Mark Gurman and Matthew Townsend, Bloomberg:
In interviews, current and former Apple employees blame a combination of factors. They say the stores have become mostly an exercise in branding and no longer do a good job serving mission shoppers like Smith. Meanwhile, they say, the quality of staff has slipped during an 18-year expansion that has seen Apple open more than 500 locations and hire 70,000 people. The Genius Bar, once renowned for its tech support, has been largely replaced with staff who roam the stores and are harder to track down. That’s a significant drawback because people are hanging onto their phones longer these days and need them repaired.
This report mirrors many of my own complaints when I’ve had to go to an Apple Store in the past couple of years, particularly for service or support:
The overhaul of the Genius Bar has been especially controversial. Customers looking for technical advice or repairs must now check in with an employee, who types their request into an iPad. Then when a Genius is free, he or she must find the customer wherever they happen to be in the store. Ahrendts was determined to get rid of lineups, but now the stores are often crowded with people waiting for their iPhones to be fixed or batteries swapped out.
The store I most frequently visit when I need support has a really strange vibe around the Genius Bar. I guess the intent is that, while you’re waiting five to forty-five minutes for your technician, you can look around for stuff to buy. But I don’t see people doing that. I see lots of people sitting awkwardly waiting at tables with lots of other people also sitting awkwardly. All of us just want our products fixed so we can go home.
The last time I went to an Apple Store was at the end of March or the beginning of April. I had picked up a pair of AirPods with a wireless charging case, and I wanted to exchange them for the model with the regular charging case. As I walked in, I was welcomed to the store and I explained that I wanted to do a product exchange. The greeter gestured me towards the rear-middle of the store, near the Genius Bar area. So I walked over there and asked someone if they could help me with exchanging a product, and they pointed me to a different person, who I once again had to explain what I wanted to do. They seemed baffled but had me wait for them to bring me a new set of AirPods which, I think, were hand-carried from the factory at that moment, all while kind of standing in the middle of where some other customers were trying to browse products.

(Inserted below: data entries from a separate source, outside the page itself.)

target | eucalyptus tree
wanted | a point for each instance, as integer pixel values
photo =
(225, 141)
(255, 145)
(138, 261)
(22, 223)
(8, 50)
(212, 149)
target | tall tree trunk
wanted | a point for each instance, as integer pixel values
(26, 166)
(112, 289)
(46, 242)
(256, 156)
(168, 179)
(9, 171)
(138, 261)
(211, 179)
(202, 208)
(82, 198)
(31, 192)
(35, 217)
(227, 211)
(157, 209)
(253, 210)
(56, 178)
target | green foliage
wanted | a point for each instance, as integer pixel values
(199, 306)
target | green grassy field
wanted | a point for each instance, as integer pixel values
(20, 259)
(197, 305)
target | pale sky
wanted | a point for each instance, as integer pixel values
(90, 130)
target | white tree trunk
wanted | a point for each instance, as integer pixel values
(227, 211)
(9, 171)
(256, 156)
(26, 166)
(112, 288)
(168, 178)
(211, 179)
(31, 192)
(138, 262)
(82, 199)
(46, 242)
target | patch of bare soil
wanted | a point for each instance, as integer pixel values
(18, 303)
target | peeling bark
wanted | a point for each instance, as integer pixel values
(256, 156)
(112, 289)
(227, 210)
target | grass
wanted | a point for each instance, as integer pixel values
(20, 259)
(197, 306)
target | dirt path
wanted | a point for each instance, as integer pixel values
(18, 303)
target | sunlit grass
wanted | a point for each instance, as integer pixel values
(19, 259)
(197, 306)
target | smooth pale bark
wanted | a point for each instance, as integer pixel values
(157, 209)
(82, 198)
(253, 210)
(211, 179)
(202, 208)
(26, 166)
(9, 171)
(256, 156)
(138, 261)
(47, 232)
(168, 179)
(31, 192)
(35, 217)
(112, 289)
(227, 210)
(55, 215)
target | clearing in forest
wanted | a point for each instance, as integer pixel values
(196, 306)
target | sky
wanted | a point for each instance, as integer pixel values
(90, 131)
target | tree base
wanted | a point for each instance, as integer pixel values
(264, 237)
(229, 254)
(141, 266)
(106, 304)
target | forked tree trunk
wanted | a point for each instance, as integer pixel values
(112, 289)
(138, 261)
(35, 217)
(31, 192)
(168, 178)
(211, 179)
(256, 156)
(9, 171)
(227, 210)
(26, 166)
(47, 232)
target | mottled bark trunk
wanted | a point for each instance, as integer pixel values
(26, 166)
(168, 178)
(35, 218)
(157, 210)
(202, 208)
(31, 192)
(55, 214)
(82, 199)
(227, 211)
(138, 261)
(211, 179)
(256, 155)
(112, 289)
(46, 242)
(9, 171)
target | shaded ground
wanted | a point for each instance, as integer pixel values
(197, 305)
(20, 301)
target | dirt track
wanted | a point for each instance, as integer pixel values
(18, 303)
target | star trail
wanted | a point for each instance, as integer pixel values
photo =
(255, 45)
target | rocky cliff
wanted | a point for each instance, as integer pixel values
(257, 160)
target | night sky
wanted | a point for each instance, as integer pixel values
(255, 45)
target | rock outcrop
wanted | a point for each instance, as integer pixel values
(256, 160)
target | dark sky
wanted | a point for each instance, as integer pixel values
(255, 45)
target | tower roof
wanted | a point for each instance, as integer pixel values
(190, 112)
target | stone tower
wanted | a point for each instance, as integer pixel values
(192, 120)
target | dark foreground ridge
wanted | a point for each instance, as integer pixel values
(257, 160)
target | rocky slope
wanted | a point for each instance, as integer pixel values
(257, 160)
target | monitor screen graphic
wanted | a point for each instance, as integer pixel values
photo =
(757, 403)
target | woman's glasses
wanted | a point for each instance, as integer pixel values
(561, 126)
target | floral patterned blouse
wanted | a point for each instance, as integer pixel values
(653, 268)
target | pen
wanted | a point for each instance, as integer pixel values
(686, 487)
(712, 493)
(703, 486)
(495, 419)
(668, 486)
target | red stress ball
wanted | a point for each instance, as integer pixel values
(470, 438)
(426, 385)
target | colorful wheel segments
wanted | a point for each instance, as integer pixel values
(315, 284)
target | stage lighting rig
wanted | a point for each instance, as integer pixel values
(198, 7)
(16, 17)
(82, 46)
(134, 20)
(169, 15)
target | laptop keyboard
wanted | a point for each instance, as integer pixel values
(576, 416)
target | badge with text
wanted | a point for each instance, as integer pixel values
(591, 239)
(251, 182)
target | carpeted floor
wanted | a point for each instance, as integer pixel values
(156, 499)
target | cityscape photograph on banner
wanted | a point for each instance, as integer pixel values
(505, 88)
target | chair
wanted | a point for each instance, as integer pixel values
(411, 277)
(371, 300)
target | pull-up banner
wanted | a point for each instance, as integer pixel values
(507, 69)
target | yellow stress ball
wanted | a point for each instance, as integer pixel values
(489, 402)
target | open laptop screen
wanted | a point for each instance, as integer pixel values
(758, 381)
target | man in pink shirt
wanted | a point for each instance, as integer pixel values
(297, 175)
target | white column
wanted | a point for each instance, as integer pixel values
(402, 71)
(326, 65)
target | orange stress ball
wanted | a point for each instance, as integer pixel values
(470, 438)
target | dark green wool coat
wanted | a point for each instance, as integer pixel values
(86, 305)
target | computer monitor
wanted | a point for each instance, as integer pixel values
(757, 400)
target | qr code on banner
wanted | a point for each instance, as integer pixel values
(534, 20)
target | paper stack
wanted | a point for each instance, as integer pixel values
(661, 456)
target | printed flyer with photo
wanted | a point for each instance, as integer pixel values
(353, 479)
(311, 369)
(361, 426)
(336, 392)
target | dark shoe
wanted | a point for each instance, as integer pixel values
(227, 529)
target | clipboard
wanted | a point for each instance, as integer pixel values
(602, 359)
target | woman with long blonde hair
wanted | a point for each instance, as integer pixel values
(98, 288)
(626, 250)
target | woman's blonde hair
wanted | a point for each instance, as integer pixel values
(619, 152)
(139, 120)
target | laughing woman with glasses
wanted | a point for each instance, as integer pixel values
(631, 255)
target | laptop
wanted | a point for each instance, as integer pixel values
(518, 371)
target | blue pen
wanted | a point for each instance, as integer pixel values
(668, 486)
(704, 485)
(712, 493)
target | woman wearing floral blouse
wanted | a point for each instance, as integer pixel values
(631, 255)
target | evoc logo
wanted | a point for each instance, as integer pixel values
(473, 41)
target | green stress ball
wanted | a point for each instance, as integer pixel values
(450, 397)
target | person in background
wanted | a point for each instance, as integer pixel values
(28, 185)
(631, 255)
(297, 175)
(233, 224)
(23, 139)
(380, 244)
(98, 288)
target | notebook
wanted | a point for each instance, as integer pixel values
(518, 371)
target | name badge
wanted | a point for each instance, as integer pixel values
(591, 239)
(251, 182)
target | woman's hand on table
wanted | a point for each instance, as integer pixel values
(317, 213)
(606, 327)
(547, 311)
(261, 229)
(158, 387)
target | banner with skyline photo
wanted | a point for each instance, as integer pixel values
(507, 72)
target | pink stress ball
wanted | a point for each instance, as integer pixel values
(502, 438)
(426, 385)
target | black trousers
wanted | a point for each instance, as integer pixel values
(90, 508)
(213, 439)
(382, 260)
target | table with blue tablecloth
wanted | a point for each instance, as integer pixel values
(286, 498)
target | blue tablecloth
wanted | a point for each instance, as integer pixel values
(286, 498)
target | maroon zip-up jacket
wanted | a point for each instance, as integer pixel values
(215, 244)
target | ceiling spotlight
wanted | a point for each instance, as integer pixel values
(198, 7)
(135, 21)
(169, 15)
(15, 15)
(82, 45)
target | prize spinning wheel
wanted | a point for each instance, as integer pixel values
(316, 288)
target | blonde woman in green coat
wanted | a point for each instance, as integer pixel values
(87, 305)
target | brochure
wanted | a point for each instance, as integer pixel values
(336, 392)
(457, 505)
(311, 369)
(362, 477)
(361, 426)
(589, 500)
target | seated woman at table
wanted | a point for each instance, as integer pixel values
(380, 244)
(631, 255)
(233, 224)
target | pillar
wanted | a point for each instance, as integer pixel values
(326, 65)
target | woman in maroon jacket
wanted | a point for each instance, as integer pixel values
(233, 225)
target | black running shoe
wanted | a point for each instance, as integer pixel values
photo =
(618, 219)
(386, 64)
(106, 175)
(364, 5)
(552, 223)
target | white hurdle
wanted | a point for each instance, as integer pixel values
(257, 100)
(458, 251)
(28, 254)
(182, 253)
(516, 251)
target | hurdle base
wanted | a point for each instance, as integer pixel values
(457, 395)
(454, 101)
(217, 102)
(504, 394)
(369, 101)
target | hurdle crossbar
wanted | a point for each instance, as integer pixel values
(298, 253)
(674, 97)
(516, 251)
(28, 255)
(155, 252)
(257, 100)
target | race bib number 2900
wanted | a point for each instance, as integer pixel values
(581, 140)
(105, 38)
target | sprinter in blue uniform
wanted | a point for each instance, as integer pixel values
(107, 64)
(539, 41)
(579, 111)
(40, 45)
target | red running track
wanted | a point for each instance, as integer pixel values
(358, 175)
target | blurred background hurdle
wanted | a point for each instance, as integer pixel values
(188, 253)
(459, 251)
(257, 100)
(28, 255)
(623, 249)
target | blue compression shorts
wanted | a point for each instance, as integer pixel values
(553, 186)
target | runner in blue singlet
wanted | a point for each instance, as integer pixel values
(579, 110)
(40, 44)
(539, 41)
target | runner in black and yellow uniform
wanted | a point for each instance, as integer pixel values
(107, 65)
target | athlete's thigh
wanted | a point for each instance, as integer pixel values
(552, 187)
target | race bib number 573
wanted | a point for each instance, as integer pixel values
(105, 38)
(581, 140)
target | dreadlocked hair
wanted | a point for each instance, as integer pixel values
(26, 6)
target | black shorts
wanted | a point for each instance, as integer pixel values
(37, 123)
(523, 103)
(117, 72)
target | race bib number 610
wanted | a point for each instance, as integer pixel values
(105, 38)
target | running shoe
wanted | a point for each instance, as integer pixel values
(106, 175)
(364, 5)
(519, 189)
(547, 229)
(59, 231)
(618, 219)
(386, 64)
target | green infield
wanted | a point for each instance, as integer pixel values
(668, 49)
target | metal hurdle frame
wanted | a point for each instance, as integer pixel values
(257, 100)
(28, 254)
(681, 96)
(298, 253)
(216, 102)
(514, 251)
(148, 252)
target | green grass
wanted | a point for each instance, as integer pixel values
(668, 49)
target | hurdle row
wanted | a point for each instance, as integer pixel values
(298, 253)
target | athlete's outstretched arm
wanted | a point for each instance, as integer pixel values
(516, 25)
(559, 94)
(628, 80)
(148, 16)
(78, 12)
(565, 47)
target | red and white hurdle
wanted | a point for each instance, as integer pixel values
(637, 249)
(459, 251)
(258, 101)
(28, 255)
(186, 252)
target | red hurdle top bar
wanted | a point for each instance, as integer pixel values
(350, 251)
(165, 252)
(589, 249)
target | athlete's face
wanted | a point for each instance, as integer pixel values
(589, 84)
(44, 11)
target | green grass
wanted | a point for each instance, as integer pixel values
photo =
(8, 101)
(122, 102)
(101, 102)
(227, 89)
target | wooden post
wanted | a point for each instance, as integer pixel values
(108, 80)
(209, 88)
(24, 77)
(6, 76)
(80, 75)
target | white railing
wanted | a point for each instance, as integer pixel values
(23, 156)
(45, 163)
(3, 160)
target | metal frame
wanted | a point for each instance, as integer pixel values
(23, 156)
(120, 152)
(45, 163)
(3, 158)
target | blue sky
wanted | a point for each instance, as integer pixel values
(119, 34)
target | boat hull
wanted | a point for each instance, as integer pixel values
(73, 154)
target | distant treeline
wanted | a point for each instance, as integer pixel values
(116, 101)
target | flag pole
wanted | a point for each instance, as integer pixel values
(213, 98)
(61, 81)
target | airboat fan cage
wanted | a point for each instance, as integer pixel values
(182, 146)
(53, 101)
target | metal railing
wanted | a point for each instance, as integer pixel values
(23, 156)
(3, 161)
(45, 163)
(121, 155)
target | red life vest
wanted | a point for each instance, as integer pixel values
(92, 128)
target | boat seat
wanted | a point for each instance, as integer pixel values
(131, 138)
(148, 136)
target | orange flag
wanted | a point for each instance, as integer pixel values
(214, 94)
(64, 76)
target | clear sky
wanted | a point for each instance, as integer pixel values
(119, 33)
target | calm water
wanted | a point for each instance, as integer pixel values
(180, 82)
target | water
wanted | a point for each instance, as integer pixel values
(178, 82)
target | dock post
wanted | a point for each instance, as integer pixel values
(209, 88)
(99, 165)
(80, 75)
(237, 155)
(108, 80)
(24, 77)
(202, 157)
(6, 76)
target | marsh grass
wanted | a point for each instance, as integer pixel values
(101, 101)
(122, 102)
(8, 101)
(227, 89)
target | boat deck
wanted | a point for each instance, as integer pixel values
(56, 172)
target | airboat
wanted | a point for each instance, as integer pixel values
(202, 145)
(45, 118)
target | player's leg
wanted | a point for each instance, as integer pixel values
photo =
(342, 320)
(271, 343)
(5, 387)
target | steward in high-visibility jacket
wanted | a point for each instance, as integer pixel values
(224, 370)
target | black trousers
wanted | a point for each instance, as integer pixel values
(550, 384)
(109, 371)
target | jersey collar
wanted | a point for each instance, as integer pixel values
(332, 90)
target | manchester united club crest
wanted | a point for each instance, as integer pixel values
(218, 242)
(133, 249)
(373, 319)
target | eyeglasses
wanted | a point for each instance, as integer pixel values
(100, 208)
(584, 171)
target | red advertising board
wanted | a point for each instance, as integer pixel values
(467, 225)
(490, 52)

When I brought my Thunderbolt Display in a few years ago to have the Y-cable swapped after it started getting flaky, I was told that I was better off taking it to a third-party repair facility as it would take far longer for Apple to get the part in stock. In related news, please buy my Thunderbolt Display.
I’m sure the competition is worse; but, that’s not saying much. Apple shouldn’t shoot for good enough. They certainly don’t in architectural terms.